Intel Introduces the 10nm Atom Tremont Microarchitecture

Today at the Linley Fall Processor Conference in Santa Clara, Calif., Intel revealed the first architectural details related to Tremont.

Intel’s newest and most advanced low-power x86 CPU architecture, the 10nm Tremont low-power x86 microarchitecture delivers significant IPC (instructions per cycle) gains gen-over-gen compared with Intel’s prior low-power x86 architectures.

Intel's 10nm architecture begins with a focus on single-threaded performance but also brings other improvements, like the addition of L3 cache, a first for Atom, new power management enhancements that complement improved performance-per-watt, bolstered security, and support for new instructions.

Intel says the culmination of these efforts results in up to 30% more IPC (at ISO frequencies) for Tremont compared to the previous-gen Goldmont Plus architecture (SPEC).

Using Intel’s 3D packaging technology Foveros, Tremont is integrated within a wider set of silicon IPs in Lakefield, which will powerdevices like the recently announced dual-screen Microsoft Surface Neo.

This approach allows Intel to meld together two different architectures to capitalize on the low-power and efficiency of the Tremont Atom cores and the high performance of the Sunny Cove core, bringing the two together in a combination similar to an ARM big.LITTLE processor, which Intel calls a "hybrid x86 architecture".

Getting into some technical details, Intel says it improved Tremont's branch predictor, saying that the Atom cores will have nearly the same accuracy as their high-power Sunny Cove Core family counterparts. This is accomplished with a new dual-stage branch prediction implementation. Intel states that there is no penalty for an L1 prediction, and that the L2 prediction penalty is smaller than previous generations.

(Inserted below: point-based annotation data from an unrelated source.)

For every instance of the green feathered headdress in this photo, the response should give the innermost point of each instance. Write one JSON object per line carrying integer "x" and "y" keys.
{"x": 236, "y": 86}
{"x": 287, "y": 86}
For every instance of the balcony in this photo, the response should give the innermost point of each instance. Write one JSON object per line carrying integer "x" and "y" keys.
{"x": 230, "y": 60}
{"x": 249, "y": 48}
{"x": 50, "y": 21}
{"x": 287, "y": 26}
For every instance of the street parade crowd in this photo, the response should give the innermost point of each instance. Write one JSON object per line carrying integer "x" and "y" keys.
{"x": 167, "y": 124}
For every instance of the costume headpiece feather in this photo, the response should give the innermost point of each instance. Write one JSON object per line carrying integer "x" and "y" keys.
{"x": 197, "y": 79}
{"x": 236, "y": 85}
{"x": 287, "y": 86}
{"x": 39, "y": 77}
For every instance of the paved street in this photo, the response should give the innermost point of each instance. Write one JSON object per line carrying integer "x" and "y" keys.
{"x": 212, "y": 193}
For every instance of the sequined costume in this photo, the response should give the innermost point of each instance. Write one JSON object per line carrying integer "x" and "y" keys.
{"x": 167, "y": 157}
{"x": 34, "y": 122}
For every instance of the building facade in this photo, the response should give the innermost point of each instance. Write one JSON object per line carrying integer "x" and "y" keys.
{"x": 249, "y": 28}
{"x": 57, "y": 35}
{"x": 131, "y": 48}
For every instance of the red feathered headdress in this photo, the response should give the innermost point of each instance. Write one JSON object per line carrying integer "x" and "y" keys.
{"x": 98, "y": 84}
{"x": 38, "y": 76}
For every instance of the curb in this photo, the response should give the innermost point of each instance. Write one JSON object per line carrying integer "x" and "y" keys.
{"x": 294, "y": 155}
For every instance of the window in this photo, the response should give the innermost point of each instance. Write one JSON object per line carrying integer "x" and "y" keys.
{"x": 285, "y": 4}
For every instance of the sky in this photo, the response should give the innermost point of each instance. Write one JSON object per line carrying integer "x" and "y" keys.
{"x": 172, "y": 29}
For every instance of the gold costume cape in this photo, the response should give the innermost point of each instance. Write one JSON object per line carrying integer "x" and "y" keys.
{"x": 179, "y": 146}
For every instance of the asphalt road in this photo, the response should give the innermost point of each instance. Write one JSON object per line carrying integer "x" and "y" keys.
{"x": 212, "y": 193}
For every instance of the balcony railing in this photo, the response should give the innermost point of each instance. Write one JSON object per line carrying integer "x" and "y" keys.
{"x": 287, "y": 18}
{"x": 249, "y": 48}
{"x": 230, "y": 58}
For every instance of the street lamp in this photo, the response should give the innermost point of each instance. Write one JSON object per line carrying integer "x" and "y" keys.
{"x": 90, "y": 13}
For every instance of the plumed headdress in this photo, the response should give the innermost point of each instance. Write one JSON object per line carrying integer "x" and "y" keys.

The company also says that Tremont’s 6-wide (2×3-wide clustered) out-of-order decoder in the front end allows for a more efficient feed to the wider back end, which is fundamental for performance.

Another improvement for Intel after the decode engines is the re-order buffer. Intel states that it can support 208 instructions.

The chips will come with four-core modules that share an L2 cache that can be up to 4.5MB, but will vary based on specific products.

Intel has also increased the size of its L1 data cache. Both the L1-I and L1-D are now a 32 KiB/core design with 8-way associativity. Intel states that its L1 data cache here has a 3-cycle latency, compared to Skylake which has a 32 KiB L1D at a 4-cycle latency, or Sunny Cove which has a 48 KiB L1D at a 5-cycle latency.

Intel states that the L2 cache has an average 17-cycle latency.

Tremont also adds support for a global L3 cache across modules. Both the L2 and L3 cache support QoS arrangements, allowing for data prioritization and memory bandwidth enforcement for specific threads or virtual machines.

On the integer side, aside from the two AGUs, Tremont has 3 ALUs, a jump port, and a store data port. Each ALU supports different functions, with one enabling shift functions and another for multiplication and division. Compared to core, these ALUs are extremely lightweight, according to Intel.

Intel has also made to the integer and vector units. The architecture features a larger 208-entry out of order window to accommodate the increased width, which in turn maximizes parallelism to the execution units. Six reservation stations feed the three ALU, two AGU (address generation unit), jump, and store ports.

In addition, Intel improved crypto-acceleration in the vector unit by integrating dual 128-bit AES units with a four cycle latency, and a single-instruction SHA256 support with a four cycle latency, along with support for new Galois Field instructions.

Intel is moving Core down in power to the 1.5W level, and it will be interesting to see how Tremont can play in that 2mW to 2W range that Atom has traditionally played in.